English painter of Irish birth. He was a landowner’s son and studied art at the Dublin Society. In 1813 he visited London, then worked in Bristol, initially on repetitious watercolours of local scenes: for example, View of Hotwells, the Avon Gorge (c. 1818; Bristol, Mus. & A.G.). Around 1819 he entered the cultivated circle of George Cumberland (1754-1849) and the Rev. John Eagles (1783-1855). Danby’s discovery of the ‘poetry of nature’ in local scenery and insignificant incident was influenced by the theories of Eagles, published as The Sketcher (1856), and, less directly, by those of William Wordsworth, who had been associated with Bristol earlier in the century. Danby’s distinctive work began with the small panel paintings he produced for his Bristol audience. Boy Sailing a Little Boat (c. 1822; Bristol, Mus. & A.G.) recalls the rustic scenes of William Collins and the Bristol artist Edward Villiers Rippingille, but Danby emphasized the effect of sun and shade rather than sentiment
Danby became the best-known member of the Bristol school of painters but preferred to exhibit more ambitious paintings in London. The Upas, or Poison-tree in the Island of Java (London, V&A) attracted considerable attention when first shown at the British Institution in 1820, by its large scale (1.68´2.29 m) and sublime motif: a despairing adventurer coming upon the remains of his predecessors in the moonlit poisoned valley. It has deteriorated badly, like many of his works. Disappointed Love (1821; London, V&A) was his first Royal Academy exhibit. It differs from his Bristol works in its narrative content and in the pathetic fallacy by which the oppressive trees and wilting weeds echo the girl’s despair.

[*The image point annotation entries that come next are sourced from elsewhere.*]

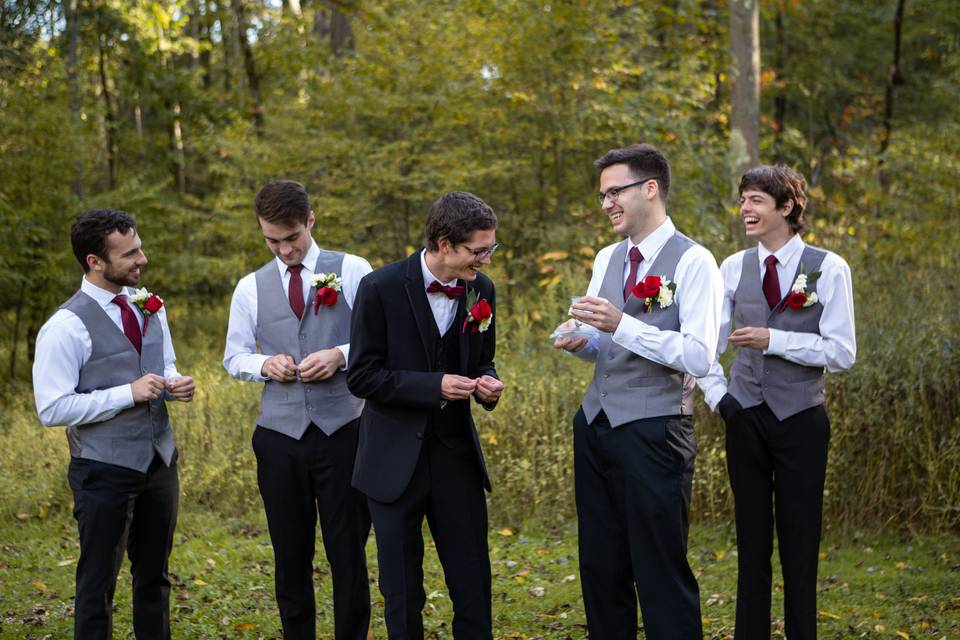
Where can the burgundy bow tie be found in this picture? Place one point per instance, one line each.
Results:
(450, 292)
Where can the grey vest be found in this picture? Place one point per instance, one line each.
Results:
(290, 407)
(626, 386)
(130, 438)
(787, 388)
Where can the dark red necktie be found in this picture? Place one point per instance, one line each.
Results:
(131, 328)
(295, 290)
(450, 292)
(771, 281)
(635, 259)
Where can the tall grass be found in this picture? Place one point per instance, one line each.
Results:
(895, 447)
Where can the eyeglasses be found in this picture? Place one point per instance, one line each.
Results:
(613, 192)
(485, 252)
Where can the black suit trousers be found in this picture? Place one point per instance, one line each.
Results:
(777, 466)
(633, 486)
(117, 508)
(299, 479)
(447, 489)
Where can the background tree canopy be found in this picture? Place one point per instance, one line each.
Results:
(178, 110)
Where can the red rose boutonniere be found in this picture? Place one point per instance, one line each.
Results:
(798, 298)
(655, 289)
(327, 284)
(148, 303)
(479, 313)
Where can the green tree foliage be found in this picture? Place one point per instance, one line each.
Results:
(178, 110)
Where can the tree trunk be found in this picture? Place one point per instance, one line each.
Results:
(110, 120)
(894, 79)
(72, 20)
(745, 100)
(253, 81)
(780, 98)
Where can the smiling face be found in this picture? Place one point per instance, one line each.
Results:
(121, 268)
(290, 243)
(634, 211)
(465, 260)
(763, 220)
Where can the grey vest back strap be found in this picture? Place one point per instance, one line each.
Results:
(290, 407)
(132, 437)
(626, 386)
(787, 388)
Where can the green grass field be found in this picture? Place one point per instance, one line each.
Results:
(870, 585)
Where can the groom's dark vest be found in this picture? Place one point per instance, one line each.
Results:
(290, 407)
(787, 388)
(626, 386)
(132, 437)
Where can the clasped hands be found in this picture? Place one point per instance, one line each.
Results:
(152, 386)
(454, 387)
(596, 312)
(319, 365)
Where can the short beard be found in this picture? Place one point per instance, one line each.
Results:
(127, 281)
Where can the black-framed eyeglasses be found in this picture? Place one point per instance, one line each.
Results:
(613, 192)
(485, 252)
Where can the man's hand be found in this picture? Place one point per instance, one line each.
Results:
(597, 312)
(320, 365)
(457, 387)
(182, 388)
(280, 368)
(489, 389)
(569, 344)
(149, 387)
(751, 337)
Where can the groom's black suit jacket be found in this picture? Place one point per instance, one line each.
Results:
(393, 339)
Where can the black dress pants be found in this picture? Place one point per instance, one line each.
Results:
(777, 467)
(117, 508)
(299, 479)
(633, 487)
(447, 488)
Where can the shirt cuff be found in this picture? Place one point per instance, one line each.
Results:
(778, 343)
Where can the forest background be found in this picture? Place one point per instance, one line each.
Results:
(177, 111)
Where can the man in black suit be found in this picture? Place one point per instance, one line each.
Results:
(422, 343)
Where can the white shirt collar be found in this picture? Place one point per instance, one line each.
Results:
(428, 276)
(652, 244)
(784, 253)
(102, 296)
(309, 261)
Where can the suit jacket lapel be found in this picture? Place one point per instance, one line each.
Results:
(417, 294)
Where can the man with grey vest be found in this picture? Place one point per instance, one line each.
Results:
(792, 305)
(297, 309)
(104, 368)
(654, 300)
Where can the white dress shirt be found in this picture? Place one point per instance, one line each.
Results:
(698, 296)
(836, 346)
(444, 308)
(241, 358)
(64, 346)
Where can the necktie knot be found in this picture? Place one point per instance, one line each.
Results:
(450, 292)
(131, 328)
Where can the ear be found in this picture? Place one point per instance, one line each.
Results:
(94, 262)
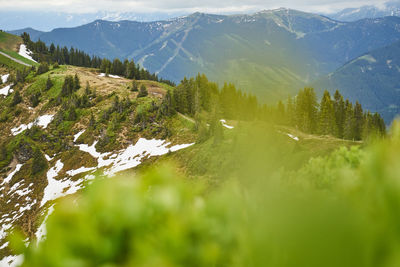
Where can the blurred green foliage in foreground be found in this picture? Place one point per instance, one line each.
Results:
(338, 210)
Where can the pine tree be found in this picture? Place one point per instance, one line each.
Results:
(340, 113)
(327, 120)
(16, 99)
(143, 91)
(349, 121)
(307, 110)
(77, 83)
(290, 111)
(49, 83)
(3, 151)
(87, 88)
(358, 121)
(135, 87)
(39, 162)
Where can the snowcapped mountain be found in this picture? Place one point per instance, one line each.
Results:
(391, 8)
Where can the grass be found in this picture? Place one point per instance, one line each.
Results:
(6, 62)
(19, 57)
(9, 42)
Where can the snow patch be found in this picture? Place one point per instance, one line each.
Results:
(4, 78)
(293, 137)
(54, 187)
(23, 51)
(11, 175)
(226, 125)
(131, 157)
(6, 90)
(164, 45)
(109, 75)
(48, 158)
(42, 121)
(42, 230)
(79, 171)
(12, 261)
(76, 136)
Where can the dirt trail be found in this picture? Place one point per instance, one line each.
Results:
(16, 60)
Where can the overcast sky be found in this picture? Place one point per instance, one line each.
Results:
(182, 6)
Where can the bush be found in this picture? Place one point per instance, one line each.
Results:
(153, 221)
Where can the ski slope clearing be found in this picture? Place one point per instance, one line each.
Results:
(42, 121)
(24, 52)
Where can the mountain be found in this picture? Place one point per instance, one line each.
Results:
(47, 20)
(373, 79)
(391, 8)
(35, 34)
(270, 53)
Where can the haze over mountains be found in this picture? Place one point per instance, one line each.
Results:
(391, 8)
(270, 53)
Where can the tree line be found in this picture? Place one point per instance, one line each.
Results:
(75, 57)
(331, 116)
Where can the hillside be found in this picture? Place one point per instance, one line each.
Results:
(13, 53)
(269, 53)
(50, 150)
(390, 8)
(373, 79)
(54, 141)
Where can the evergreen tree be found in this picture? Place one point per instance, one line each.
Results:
(135, 87)
(43, 68)
(3, 151)
(87, 88)
(143, 91)
(340, 114)
(327, 120)
(39, 162)
(358, 121)
(349, 121)
(49, 83)
(16, 99)
(72, 116)
(77, 83)
(307, 110)
(291, 112)
(68, 86)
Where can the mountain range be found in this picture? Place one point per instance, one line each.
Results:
(391, 8)
(373, 79)
(270, 53)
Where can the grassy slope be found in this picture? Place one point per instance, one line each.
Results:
(9, 44)
(209, 161)
(57, 139)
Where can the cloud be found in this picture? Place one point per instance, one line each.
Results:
(188, 6)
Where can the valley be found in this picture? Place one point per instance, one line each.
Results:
(257, 139)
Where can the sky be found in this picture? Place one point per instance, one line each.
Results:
(179, 6)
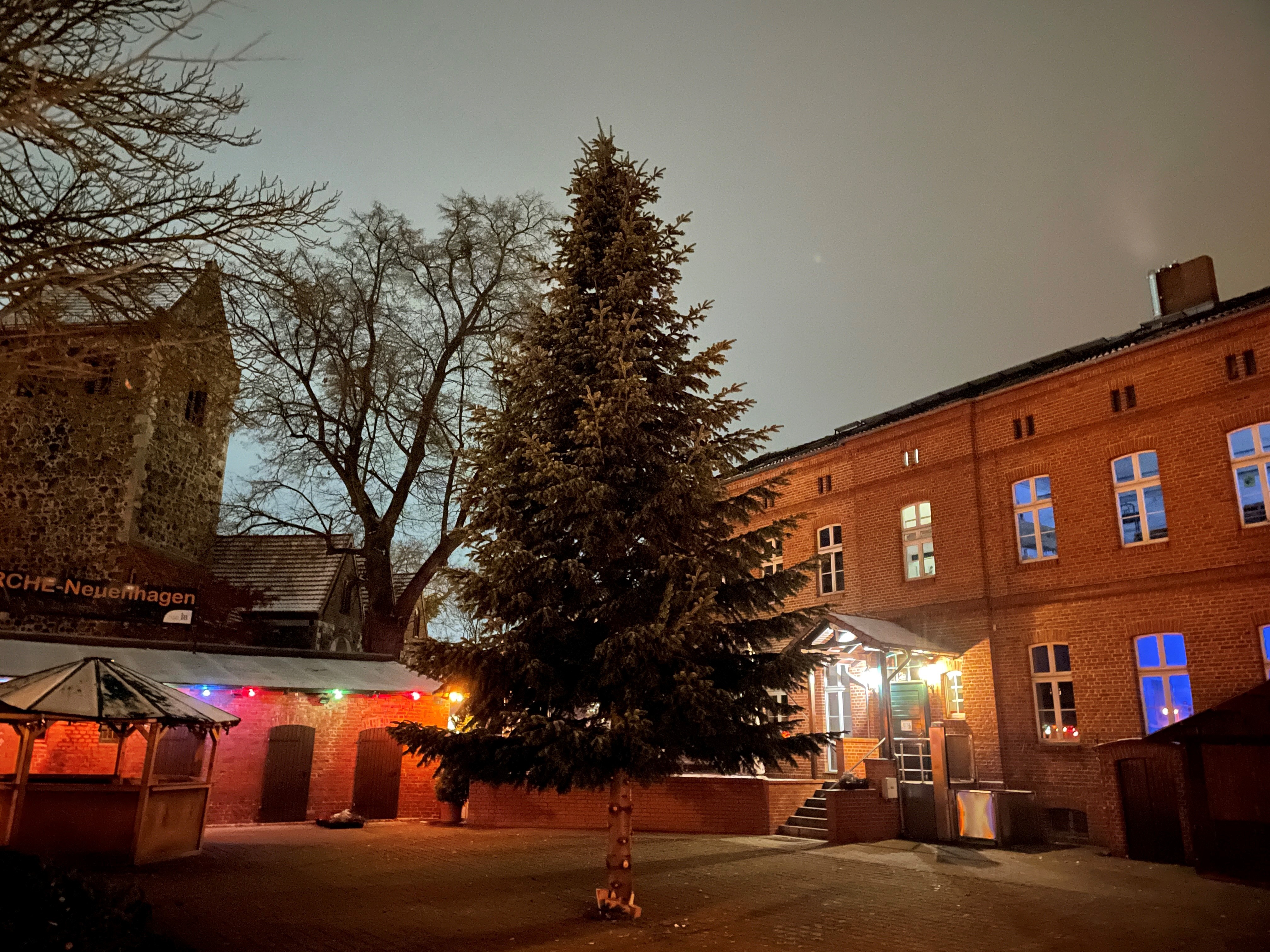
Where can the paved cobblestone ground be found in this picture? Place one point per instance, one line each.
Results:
(413, 887)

When Danby moved to London in 1824 he abandoned naturalistic landscape and contemporary genre subjects to concentrate on painting poetical landscapes in the manner of Claude Lorrain and J. M. W. Turner’s Hannibal Crossing the Alps (1812; London, Tate), and also large biblical scenes to rival John Martin. Danby’s relationship with Martin was ambiguous, but undoubtedly competitive. Danby was elected ARA following the exhibition at the Royal Academy in 1825 of the Delivery of Israel out of Egypt (Exod. xiv) (1824-5; Preston, Harris Mus. & A.G.). His poetic treatment of landscape seems to have inspired Martin’s Deluge (unlocated; mezzotint pubd 1828), which was shown the following year at the British Institution. Danby himself was already contemplating painting a Deluge and his An Attempt to Illustrate the Opening of the Sixth Seal (Rev. vi. 12) (exh. RA 1828; Dublin, N.G.) in turn owed much to Martin’s conception of the Sublime.
Danby quarrelled with the Royal Academy in 1829, when not elected RA (Constable won by one vote). At the same time his marriage had collapsed, and he had taken a mistress; his wife left London with the Bristol artist, Paul Falconer Poole, whom she subsequently married. The ensuing scandal forced Danby to move abruptly to Paris in 1830. Between 1831 and 1836 he worked in Geneva, producing chiefly watercolours and topographical paintings. He then lived in Paris, copying Old Master paintings. He returned to London late in 1838 where Deluge (1837-40; London, Tate; see fig.) re-established his reputation when exhibited privately in Piccadilly, London, in May 1840. A huge rock rises in the midst of the flood, swarming with figures who struggle to gain the highest point. Their diminution implies immensity. The colour is appropriately, but uncharacteristically, sombre. Despite its success, it was his last work of this type.
Danby continued to paint poetic fantasy landscapes throughout the 1840s and 1850s (e.g. Enchanted Castle – Sunset, exh. RA 1841; London, V&A), although they became increasingly unfashionable. He also produced landscapes and marine paintings, which derive in colour and conception, although not in execution, from those of Turner. These found admirers, although they were too rich in colour and imprecise in detail for wide popularity. Evening Gun (exh. RA 1848; destr.; replica, priv. col., see Adams, 1973, no. 72), showing naval vessels in harbour, was well received at the Royal Academy in 1848 and the Paris Exposition Universelle of 1855. Danby moved to Exmouth, Devon, in 1847 where he built boats and painted. He was embittered by a life of nearly constant debt and by his failure to gain academic honours. He died a few days after Poole was elected RA. Two of his sons, James Francis Danby (1816-75) and Thomas Danby (1817-86), became painters.